Tuesday, October 16, 2012

Booknotes V (October '12)

New Arrivals:

1. The Golden State in the Civil War: Thomas Starr King, the Republican Party, and the Birth of Modern California by Glenna Matthews (Cambridge UP, 2012).

The publisher's description suggests multiple directions -- cultural, political, and military -- of Civil War California study. Things like this do not come along very often, and I am really looking forward to reading it. Given the massive price disparity between formats, a toast to Cambridge for sending me the hardcover edition, as well!

2. Battle of Stones River: The Forgotten Conflict Between the Confederate Army of Tennessee and the Union Army of the Cumberland by Larry J. Daniel (LSU Pr, 2012).

I am a big fan of Daniel's work, still considering his Shiloh work the best single volume on the subject. I will be curious to see what comes out of the strategic and political discussions, as the Stones River book is clearly not set up to compete with existing works in terms of operational & tactical detail.

3. Lincoln's Code: The Laws of War in American History by John Fabian Witt (Free Press, 2012).
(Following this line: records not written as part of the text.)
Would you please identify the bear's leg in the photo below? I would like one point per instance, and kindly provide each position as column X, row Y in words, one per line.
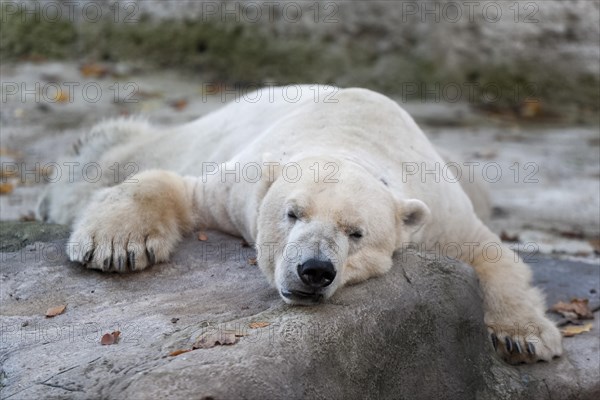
column 514, row 310
column 134, row 224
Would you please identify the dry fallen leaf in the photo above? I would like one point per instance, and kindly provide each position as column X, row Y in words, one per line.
column 54, row 311
column 6, row 188
column 573, row 330
column 110, row 338
column 214, row 338
column 178, row 352
column 576, row 309
column 505, row 237
column 256, row 325
column 530, row 108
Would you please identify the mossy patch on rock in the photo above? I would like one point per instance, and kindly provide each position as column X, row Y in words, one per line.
column 16, row 235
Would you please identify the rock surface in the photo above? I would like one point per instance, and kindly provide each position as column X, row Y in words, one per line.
column 415, row 333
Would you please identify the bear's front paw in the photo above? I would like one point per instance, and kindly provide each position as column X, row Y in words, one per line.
column 117, row 233
column 524, row 338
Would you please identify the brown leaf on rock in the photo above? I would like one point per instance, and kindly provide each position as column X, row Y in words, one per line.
column 178, row 352
column 110, row 338
column 573, row 330
column 62, row 96
column 260, row 324
column 576, row 309
column 505, row 237
column 214, row 338
column 54, row 311
column 107, row 339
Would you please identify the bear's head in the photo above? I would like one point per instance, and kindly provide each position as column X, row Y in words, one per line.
column 324, row 224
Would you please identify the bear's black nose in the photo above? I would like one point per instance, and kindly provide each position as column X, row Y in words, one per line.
column 316, row 273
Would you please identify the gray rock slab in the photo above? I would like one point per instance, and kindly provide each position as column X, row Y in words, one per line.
column 416, row 333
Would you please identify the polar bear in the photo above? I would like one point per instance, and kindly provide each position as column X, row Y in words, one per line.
column 319, row 181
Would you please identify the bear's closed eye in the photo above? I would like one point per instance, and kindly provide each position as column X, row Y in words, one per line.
column 356, row 235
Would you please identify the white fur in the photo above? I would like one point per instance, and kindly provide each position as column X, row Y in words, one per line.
column 357, row 139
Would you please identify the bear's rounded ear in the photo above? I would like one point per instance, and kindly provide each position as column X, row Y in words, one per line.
column 412, row 214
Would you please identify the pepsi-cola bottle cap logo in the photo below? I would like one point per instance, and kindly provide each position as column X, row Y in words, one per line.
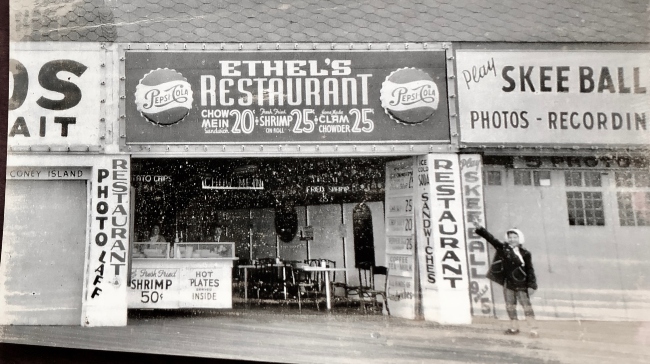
column 409, row 96
column 164, row 97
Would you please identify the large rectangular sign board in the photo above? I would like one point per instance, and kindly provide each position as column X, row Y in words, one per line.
column 55, row 95
column 554, row 97
column 319, row 97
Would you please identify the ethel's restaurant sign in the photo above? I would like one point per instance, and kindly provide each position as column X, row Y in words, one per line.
column 555, row 97
column 242, row 97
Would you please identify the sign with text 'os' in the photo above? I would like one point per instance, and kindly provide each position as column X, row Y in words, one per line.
column 554, row 97
column 54, row 96
column 302, row 97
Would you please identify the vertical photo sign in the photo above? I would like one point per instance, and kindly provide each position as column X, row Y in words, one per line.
column 400, row 239
column 480, row 288
column 105, row 292
column 441, row 240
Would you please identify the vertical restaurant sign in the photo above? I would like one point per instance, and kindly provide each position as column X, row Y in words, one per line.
column 54, row 96
column 480, row 288
column 400, row 239
column 242, row 97
column 554, row 97
column 107, row 263
column 441, row 240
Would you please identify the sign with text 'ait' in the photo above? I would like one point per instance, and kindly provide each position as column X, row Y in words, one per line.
column 320, row 97
column 441, row 248
column 54, row 95
column 554, row 97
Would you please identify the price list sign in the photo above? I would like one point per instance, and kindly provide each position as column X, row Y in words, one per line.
column 204, row 286
column 318, row 96
column 400, row 237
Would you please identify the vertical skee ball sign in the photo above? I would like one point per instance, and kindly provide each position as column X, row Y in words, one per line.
column 441, row 240
column 480, row 287
column 105, row 290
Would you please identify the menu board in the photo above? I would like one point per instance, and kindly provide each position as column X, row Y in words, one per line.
column 170, row 283
column 400, row 238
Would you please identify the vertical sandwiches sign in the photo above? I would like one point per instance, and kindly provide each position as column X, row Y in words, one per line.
column 441, row 240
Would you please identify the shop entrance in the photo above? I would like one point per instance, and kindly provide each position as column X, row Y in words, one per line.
column 43, row 252
column 292, row 209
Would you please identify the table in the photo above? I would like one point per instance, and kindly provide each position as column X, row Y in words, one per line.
column 327, row 271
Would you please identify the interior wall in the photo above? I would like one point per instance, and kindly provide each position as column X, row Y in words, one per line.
column 43, row 252
column 379, row 234
column 296, row 249
column 264, row 238
column 583, row 272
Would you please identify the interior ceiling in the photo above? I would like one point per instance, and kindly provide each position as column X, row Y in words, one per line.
column 298, row 181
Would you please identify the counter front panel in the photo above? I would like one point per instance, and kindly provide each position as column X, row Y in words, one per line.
column 181, row 283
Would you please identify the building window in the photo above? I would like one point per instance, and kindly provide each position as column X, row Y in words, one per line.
column 634, row 208
column 539, row 178
column 522, row 178
column 542, row 178
column 632, row 179
column 582, row 179
column 592, row 179
column 493, row 178
column 572, row 179
column 585, row 208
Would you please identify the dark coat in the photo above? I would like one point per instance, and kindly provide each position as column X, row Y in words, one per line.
column 506, row 268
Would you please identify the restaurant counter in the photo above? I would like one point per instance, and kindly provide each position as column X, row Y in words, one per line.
column 194, row 275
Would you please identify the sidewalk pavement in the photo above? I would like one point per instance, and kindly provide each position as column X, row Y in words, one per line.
column 284, row 335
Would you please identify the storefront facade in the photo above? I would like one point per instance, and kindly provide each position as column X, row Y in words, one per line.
column 286, row 145
column 563, row 136
column 246, row 132
column 65, row 238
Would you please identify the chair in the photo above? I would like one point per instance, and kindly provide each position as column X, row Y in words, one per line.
column 311, row 284
column 266, row 280
column 366, row 291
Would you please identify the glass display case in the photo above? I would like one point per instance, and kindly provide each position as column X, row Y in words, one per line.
column 190, row 250
column 204, row 250
column 151, row 250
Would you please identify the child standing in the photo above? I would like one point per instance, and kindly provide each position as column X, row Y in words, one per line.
column 513, row 269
Given the flood of books and articles in recent years pertaining to the irregular war as well as other Union military-southern civilian interactions, it's about time someone wrote a detailed history of the formulation of the Lieber Code and analysis of its practical application. This is not that, instead taking what appears to be a philosophical and cultural approach to the study of the American laws of war as first expressed during the Civil War in the Lieber Code and then carrying these ideas forward to the policies governing today's conflicts. Might be interesting.

3 comments:

  1. John FoskettOctober 16, 2012

    At that price, the closest I'll come to the Matthews book is your review. That's a might steep for 272 pages (unless some of Mr. Sutter's lode is buried inside).

    ReplyDelete
    Replies
    1. The PB ed. is reasonably priced.

      Delete
    2. John FoskettOctober 16, 2012

      Missed that. Thanks (and I have yet to figure out why some academic presses get the Amazon discount and some do not).